Juillet 1969. Le Honduras et le Salvador se disputent une place pour la coupe du monde 1970. Si le football est en général une fête, encore plus en Amérique Latine, il sera ici le catalyseur des tensions qui agitent les deux pays depuis plusieurs années, et provoquera le drame d’une guerre qui aura bouleversé la vie de nombreux habitants des deux pays.
Bien que voisins, le Salvador et le Honduras sont deux pays très différents. Le Salvador est un pays très peuplé, mais avec une faible superficie, alors que le Honduras, bien que 6 fois plus grand, est moins peuplé. En partie pour cette raison, certaines terres au Honduras appartiennent à des Salvadoriens, et plus de 300 000 personnes ont émigré au Honduras, notamment pour cultiver la banane. Sur fond de drague politique, le gouvernement, et en particulier Modesto Rodas Alvarado va dénoncer cette situation et s’en prendre aux «envahisseurs » salvadoriens. Le ressentiment nationaliste grandit donc dans la population hondurienne, ce qui fait le jeu de Oswaldo López Arellano, qui a pris le pouvoir par un coup d’Etat, et qui n’a donc jamais pu bénéficier de la moindre légitimité populaire.

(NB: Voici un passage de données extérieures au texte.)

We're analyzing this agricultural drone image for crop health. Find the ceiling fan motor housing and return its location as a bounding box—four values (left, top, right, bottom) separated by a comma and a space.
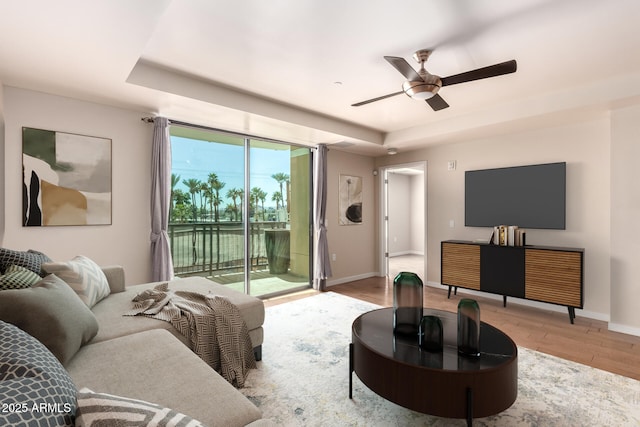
402, 72, 442, 100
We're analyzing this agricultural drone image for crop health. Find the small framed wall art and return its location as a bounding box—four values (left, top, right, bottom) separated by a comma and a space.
22, 127, 112, 226
339, 174, 363, 225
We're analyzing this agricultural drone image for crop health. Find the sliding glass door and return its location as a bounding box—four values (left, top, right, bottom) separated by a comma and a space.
248, 139, 311, 296
169, 126, 311, 297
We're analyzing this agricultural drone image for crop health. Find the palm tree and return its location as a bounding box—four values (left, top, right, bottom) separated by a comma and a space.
226, 187, 243, 221
171, 188, 190, 222
250, 187, 263, 220
210, 179, 226, 222
258, 189, 268, 220
271, 172, 290, 212
271, 191, 283, 210
197, 181, 208, 219
182, 178, 201, 221
170, 173, 181, 220
203, 186, 214, 221
237, 190, 244, 222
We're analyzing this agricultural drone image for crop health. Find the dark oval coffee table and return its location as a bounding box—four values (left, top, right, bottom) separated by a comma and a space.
349, 308, 517, 426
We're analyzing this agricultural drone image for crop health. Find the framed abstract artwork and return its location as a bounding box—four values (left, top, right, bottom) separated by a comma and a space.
22, 127, 112, 226
339, 174, 362, 225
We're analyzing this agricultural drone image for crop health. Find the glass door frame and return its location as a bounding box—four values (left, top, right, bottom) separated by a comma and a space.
169, 124, 313, 298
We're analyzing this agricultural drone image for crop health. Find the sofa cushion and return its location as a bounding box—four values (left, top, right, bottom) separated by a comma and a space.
0, 247, 52, 276
0, 274, 99, 365
67, 329, 263, 427
0, 264, 42, 290
76, 388, 206, 427
42, 255, 111, 308
90, 277, 265, 348
0, 321, 76, 426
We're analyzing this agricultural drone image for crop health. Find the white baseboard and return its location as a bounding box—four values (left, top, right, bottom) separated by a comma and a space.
608, 322, 640, 337
326, 272, 378, 287
389, 251, 424, 257
425, 281, 610, 323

Dans ce contexte très particulier, de tension voir de haine mutuelle entre les deux peuples, les deux équipes nationales s’affrontent en 1969, en barrage de qualification pour la coupe du monde de football qui a lieu l’année suivante au Mexique. Le 7 juin, veille du match aller au Honduras, les supporters locaux entourent l’hôtel qui accueille l’équipe du Salvador, et empêchent leurs futurs adversaires de dormir. Le lendemain, les Salvadoriens, fatigués, craquent à la dernière minute de jeu, et perdent le match 1-0. Amelia Bolanios, jeune supportrice, se tire une balle dans le cœur par désespoir. L'événement crée une grande émotion dans son pays, ses obsèques sont décrétées nationales et beaucoup de Salvadoriens tiennent les Honduriens pour responsables.

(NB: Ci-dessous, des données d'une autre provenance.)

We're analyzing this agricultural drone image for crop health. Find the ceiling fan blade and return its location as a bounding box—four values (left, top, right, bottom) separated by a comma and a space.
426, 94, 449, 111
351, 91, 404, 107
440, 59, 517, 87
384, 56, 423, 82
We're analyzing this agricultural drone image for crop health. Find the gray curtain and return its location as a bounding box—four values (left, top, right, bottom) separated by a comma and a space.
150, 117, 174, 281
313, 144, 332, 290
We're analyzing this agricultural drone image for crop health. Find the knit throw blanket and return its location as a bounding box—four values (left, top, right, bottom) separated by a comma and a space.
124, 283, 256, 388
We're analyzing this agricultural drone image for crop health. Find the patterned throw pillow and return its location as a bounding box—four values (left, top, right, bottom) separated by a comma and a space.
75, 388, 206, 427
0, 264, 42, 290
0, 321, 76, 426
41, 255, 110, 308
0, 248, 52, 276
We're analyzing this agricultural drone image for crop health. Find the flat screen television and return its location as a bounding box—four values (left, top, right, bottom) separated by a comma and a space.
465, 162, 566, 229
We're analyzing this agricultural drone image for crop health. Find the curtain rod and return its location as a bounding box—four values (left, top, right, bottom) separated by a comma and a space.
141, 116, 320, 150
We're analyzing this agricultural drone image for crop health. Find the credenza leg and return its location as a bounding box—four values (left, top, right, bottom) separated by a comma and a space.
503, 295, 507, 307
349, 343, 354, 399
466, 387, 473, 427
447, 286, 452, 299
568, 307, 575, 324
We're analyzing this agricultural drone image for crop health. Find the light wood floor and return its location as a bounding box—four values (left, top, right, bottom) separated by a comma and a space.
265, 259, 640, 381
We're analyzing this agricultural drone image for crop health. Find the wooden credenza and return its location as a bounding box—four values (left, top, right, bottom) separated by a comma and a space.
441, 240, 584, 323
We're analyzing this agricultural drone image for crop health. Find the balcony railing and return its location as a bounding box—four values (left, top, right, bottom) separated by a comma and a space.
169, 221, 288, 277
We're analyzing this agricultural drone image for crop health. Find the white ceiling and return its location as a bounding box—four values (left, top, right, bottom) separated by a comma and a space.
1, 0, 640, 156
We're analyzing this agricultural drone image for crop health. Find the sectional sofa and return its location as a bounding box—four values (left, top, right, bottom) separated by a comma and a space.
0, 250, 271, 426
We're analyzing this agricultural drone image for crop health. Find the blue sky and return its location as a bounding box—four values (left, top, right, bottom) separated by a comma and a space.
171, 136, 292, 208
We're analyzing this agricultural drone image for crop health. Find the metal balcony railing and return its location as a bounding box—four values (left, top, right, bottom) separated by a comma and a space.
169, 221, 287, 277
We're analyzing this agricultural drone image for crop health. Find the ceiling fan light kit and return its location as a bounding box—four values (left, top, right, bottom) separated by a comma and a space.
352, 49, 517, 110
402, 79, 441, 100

Une semaine plus tard, le match retour a lieu au Salvador. Malgré une haute surveillance militaire en raison du contexte très tendu, l’hôtel des joueurs honduriens est incendié (heureusement sans faire aucune victime). Déplacés dans un autre hôtel, les joueurs sont là aussi privés de sommeil. Le lendemain, l’équipe, épuisée, perd le match 3-0. Les supporters honduriens ayant fait le déplacement furent violentés, des bagarres éclatèrent et des voitures furent incendiées. Deux personnes y perdirent la vie. Apprenant la situation, de nombreux honduriens décidèrent de se venger sur les résidents salvadoriens, nombreux au Honduras. Le gouvernement ne fit rien pour mettre fin à ces violences, et il y eut de nombreux morts et blessés. La frontière entre les deux pays fut fermée, et la tension était alors maximale.
Un dernier match restait à jouer pour départager les deux équipes, en terrain neutre, à Mexico. Le 26 juin, le Salvador s'impose 3-2, dans un match qui tourne à l’émeute. Les hôpitaux furent débordés, des femmes violées, et une fois encore, des supporters perdirent la vie. Les Honduriens critiquent l’arbitre et accusent leurs adversaires de tricherie. Quelques heures après le match, quelques incidents eurent lieu à la frontière, et de nombreuses rumeurs se répandirent dans les deux pays, sur des crimes commis contre chaque population. Le 4 juillet, après l’assassinat du vice-consul salvadoriens au Honduras, les relations diplomatiques entre les deux pays sont coupées.
Le 14 juillet 1969, un avion Salvadorien lâche une bombe sur la capitale du Honduras, Tegucigalpa. La guerre commence. Elle durera 4 jours, ce qui lui doit son nom de « la guerre de 100 heures ». Le Salvador domina son adversaire sur terre, mais fut surpassé dans les airs. Le bombardement de leurs dépôts de munitions et de carburant freine leur progression. Le 19 juillet, face à la pression internationale, les troupes salvadoriennes se retirent. La guerre du football aura provoqué la mort de 3 000 personnes. On dénombre également environ 15000 blessés. Près de 50 000 personnes auront perdu leur maison, et environ un tiers des 300 000 immigrés salvadoriens au Honduras fut contraint de rentrer au pays.
Si le football est une religion dans les pays d’Amérique Latine, on en a ici une illustration de plus. Pourtant loin d’en être responsable, le football aura, comme pour les religions, servi d’excuse à la violence, la haine, et aux justifications des pires horreurs qui peuvent en découler.